Another crucial tip regarding business expenses is to always maintain a meticulous record of all your expenses. It not only helps you accurately keep your books, but precise records are essential to support your tax returns in case of an audit or query by the Canada Revenue Agency (CRA).
Utilize Tax Credits To Reduce Your Taxes as an Entrepreneur
There are numerous federal and provincial tax credits that can be used to reduce your taxable income or, in the case of refundable tax credits, generate a refund if your eligible tax credits total more than your taxes owing. These are a few examples of the types of credits available to businesses:
- Input Tax Credits. If your business is required to register for, charge, and remit GST/HST, then you can begin claiming the GST/HST you pay on eligible business expenses.

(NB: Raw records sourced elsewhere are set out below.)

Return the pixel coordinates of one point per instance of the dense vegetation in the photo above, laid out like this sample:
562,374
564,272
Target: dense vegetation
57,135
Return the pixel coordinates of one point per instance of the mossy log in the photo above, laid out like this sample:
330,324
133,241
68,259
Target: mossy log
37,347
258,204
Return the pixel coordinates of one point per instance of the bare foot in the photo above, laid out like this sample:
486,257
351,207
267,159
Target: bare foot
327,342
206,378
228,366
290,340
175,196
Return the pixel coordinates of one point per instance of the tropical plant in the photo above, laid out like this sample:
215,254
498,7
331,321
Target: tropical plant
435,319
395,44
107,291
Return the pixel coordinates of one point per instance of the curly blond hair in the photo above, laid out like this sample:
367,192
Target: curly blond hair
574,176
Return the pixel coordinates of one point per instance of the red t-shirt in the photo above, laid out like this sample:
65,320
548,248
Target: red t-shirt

- Investment Tax Credits (ITCs). To promote growth in targeted regions and industries in Canada, federal, provincial and territorial governments provide tax credits for identified purchases, investments, and expenses based on industry and/or location. *Pro tip for entrepreneurs: Use your knowledge of ITCs applicable to your business to entice potential investors if you need investment.

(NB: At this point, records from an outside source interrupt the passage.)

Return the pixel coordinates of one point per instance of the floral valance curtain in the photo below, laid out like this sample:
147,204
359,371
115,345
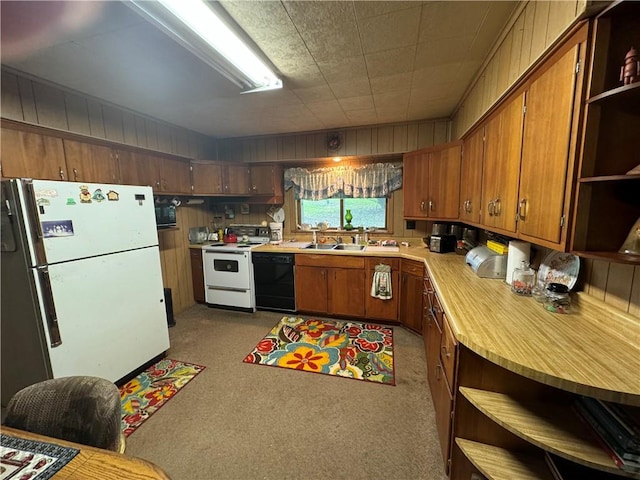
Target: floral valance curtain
375,180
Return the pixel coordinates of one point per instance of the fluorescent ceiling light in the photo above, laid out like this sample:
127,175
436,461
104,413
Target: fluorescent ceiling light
199,29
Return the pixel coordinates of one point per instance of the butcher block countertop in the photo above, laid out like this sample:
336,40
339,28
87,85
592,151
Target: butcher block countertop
594,350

- Scientific Research & Experimental Development (SR&ED). The Canadian government encourages scientific and technical innovation by allowing businesses engaged in eligible R&D to both claim a deduction against their income, and earn an investment tax credit.

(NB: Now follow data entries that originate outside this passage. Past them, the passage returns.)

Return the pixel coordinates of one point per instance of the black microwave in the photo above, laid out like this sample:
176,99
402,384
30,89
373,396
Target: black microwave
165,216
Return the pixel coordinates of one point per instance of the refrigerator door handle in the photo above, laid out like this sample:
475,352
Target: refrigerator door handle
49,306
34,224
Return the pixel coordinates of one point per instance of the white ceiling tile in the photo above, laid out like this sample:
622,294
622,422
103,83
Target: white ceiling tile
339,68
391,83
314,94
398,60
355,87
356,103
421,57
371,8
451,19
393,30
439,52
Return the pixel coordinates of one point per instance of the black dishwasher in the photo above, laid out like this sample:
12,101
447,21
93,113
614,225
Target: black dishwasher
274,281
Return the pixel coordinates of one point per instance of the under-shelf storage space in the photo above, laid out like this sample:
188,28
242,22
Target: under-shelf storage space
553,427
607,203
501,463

- Apprenticeship Job Creation Tax Credit. If you hire an eligible apprentice, this non-refundable ITC can cover a percentage of their salary.
Stay up-to-date on tax credits and incentives related to your business as new ones are introduced, and old ones change regularly.
Set Money Aside for Tax Season
One of the primary ways taxes affect entrepreneurs is the potential financial strain during tax season. Unlike salaried employees, entrepreneurs don’t have taxes automatically deducted from their pay. This makes it crucial to set money aside throughout the year to avoid a last-minute fiscal crunch. Keep a separate business account for this purpose, make it almost inaccessible, and forget it exists.
Be Mindful of Deadlines
Missing tax deadlines can lead to unnecessary penalties. It’s essential to mark these dates on your calendar:
- April 30: Personal tax returns are due.
- June 15: If you have self-employed income, this is your deadline. But remember, any tax owed is still due by April 30.
- Varies for Corporations: Corporations have six months from the end of their fiscal year to file taxes.
Consult a Tax Professional
While it’s tempting to navigate Canadian business taxation on your own, especially for entrepreneurs who wear many hats, consulting a tax professional is an investment that pays for itself with professional tax planning that saves you money. Also, they know precisely how much an entrepreneur must pay in taxes and how to file them properly, which keeps you out of hot water with the CRA.
A qualified CPA can also save you money on penalties and interest in the unfortunate scenario that you need tax audit representation. As importantly, a CPA can keep you from getting into further trouble with the CRA during the audit by speaking on your behalf.
Tax rules and regulations evolve. Staying updated ensures compliance and can unveil new opportunities for savings. Make it a habit to review any changes to the taxation landscape annually. Not being current on CRA tax rules is one of the most common tax mistakes entrepreneurs must avoid.
The Bottom Line on Tax Tips for Entrepreneurs in Canada
Understanding taxes is a cornerstone for entrepreneurial success in Canada. By proactively managing and planning, you can mitigate financial challenges and focus on growing your venture. Remember, when in doubt, seek expert advice.